Thankfully, Trump’s implausible threat—there are no federal laws governing libel, for starters—foundered on the same rocks that will thwart any Ocasio-Cortez attempt to have the feds arbitrate falsehoods and “rein in” free expression. America’s legal and cultural speech traditions are the strongest on the planet, and the Supreme Court under Chief Justice John Roberts has been vigorous in defending the First Amendment.
Add to that legal roadblock a more temporal impediment to Ocasio-Cortez’s policy agenda: Legislation in the 117th Congress will be shaped much more by the most conservative Democrats in the 50–50 Senate than it will by the loudest socialists in the House.
But that doesn’t mean AOC-style censorship will be cauterized in the post-Trump era. To the contrary.
The awful events of January 6 accelerated trends in left-of-center circles, particularly within media and technology companies. Shocked at the sight of a violent mob lending street muscle to a lame-duck president’s conspiracy theory, journalists, academics, and social media companies seemed at once to agree on a two-pronged strategy: using the most maximally negative adjectives to describe the country’s still sizable Trump rump and banishing that bloc’s most deplorable figures from every platform within reach.
First it was the sitting president who was sent to social-media Siberia.

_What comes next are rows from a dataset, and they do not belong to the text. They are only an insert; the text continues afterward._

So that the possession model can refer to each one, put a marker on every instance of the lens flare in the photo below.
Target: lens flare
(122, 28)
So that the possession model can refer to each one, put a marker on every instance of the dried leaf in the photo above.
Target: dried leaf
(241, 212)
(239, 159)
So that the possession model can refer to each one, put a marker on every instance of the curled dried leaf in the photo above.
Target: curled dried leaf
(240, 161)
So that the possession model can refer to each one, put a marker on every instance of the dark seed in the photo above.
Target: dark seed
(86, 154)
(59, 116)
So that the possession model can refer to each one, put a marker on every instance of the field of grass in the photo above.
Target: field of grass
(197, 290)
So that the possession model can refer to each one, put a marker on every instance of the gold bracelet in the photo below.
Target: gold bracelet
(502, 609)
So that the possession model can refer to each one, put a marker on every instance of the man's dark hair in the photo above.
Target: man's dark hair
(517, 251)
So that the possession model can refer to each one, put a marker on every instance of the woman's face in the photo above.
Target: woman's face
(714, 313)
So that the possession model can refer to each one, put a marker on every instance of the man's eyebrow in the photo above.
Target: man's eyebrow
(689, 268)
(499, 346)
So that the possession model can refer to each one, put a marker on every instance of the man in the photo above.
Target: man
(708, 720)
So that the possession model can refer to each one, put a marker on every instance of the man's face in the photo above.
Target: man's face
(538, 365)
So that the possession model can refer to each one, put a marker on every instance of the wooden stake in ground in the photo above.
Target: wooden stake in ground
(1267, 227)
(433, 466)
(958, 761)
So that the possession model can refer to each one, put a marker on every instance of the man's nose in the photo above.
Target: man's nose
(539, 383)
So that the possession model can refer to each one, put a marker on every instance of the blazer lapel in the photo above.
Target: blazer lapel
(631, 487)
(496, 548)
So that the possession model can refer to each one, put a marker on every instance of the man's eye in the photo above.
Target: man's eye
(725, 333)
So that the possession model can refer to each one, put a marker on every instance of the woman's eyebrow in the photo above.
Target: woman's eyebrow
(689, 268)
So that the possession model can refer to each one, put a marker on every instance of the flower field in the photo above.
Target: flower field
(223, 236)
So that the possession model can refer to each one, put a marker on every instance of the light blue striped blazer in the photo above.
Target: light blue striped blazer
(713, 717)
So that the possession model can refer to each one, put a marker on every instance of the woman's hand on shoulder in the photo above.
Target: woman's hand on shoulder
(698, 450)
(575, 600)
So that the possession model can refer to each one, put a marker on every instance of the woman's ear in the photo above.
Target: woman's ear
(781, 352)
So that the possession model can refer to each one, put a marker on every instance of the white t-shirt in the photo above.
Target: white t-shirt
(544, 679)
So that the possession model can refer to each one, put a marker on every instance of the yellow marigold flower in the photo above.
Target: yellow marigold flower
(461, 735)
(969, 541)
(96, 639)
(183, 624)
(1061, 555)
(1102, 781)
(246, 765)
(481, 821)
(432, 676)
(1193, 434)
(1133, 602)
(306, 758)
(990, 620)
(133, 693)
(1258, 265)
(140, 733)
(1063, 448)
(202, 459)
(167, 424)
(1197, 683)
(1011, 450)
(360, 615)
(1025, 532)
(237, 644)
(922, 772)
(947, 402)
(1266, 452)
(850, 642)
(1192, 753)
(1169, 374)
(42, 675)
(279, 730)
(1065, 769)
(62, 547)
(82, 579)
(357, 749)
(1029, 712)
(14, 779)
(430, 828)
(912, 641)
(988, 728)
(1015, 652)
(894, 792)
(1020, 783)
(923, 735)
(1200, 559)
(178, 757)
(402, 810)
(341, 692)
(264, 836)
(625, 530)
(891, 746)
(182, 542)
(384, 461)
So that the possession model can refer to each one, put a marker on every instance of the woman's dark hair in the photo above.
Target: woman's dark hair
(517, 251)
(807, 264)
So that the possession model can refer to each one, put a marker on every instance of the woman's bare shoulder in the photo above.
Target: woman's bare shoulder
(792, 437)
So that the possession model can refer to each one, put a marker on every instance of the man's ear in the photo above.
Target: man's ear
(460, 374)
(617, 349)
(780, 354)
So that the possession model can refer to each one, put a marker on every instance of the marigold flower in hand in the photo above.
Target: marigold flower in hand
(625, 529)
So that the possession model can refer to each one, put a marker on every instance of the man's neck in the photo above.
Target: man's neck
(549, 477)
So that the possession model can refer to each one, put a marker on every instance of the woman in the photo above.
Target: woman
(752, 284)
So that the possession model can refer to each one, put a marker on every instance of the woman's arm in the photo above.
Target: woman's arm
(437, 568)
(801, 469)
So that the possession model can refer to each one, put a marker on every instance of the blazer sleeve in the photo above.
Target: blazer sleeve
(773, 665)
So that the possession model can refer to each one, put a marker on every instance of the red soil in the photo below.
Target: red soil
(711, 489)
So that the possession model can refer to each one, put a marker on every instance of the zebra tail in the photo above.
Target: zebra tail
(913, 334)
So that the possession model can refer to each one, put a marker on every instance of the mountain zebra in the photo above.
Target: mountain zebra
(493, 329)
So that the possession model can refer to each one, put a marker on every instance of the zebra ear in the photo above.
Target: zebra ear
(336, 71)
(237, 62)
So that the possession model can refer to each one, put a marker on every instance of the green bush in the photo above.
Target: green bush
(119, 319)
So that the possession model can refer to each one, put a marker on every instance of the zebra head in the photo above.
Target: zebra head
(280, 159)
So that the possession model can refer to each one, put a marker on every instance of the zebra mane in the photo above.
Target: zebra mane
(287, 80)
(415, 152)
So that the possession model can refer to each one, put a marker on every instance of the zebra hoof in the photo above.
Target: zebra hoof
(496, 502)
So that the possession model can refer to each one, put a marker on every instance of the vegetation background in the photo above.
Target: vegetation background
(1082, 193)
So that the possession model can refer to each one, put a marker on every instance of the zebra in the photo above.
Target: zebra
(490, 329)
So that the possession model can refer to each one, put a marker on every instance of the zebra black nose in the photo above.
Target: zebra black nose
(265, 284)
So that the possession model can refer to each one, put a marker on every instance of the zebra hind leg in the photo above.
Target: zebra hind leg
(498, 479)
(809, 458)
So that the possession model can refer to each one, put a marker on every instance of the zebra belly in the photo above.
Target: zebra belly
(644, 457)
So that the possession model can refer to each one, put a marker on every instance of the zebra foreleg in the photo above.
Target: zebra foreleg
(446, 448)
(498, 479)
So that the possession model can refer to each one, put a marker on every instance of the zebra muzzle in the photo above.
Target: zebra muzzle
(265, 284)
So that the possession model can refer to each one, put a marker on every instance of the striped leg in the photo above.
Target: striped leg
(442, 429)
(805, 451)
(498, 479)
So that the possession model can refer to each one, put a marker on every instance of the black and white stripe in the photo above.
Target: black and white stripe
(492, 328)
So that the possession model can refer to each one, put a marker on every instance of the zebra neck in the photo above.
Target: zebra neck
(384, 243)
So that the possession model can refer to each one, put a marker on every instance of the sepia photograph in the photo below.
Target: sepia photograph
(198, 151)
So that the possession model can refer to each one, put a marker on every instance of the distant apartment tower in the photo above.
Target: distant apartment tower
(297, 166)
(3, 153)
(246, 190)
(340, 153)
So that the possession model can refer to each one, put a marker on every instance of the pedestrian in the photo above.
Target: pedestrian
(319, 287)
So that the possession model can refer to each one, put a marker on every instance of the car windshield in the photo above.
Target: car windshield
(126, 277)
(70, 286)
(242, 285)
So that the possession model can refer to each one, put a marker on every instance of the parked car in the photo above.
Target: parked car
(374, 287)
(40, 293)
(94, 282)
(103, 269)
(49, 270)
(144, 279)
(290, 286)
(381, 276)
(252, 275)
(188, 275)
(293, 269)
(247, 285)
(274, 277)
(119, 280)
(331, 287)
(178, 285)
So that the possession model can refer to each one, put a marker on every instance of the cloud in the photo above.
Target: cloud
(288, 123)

Soon, the Twitter-for-right-wingers site Parler found itself without web hosting services after Amazon, Apple, and Google severed all business ties within a 48-hour span. The day after the House impeached Trump for a second time, the journalistic chattering classes redirected their outrage toward Politico inviting conservative commentator Ben Shapiro to be a single-day guest editor of its flagship email newsletter.
The deplatforming mania was almost awesome to behold. “You need to be shut down!” MSNBC anchor Mika Brzezinski ranted in the general direction of Facebook. “Nobody needs what you have to offer. You’ve destroyed this country.” Neoconservative NeverTrumper and Washington Post columnist Max Boot thundered that President Joe Biden “needs to reinvigorate the [Federal Communications Commission] to slow the lies and sedition from Fox and other right-wing broadcasters.” Otherwise, Boot warned, “the terrorism we saw on Jan. 6 may be only the beginning, rather than the end, of the plot against America.” The Associated Press sent out this scare headline to its 1,300-plus media-industry subscribers: “Extremists exploit a loophole in social moderation: Podcasts.”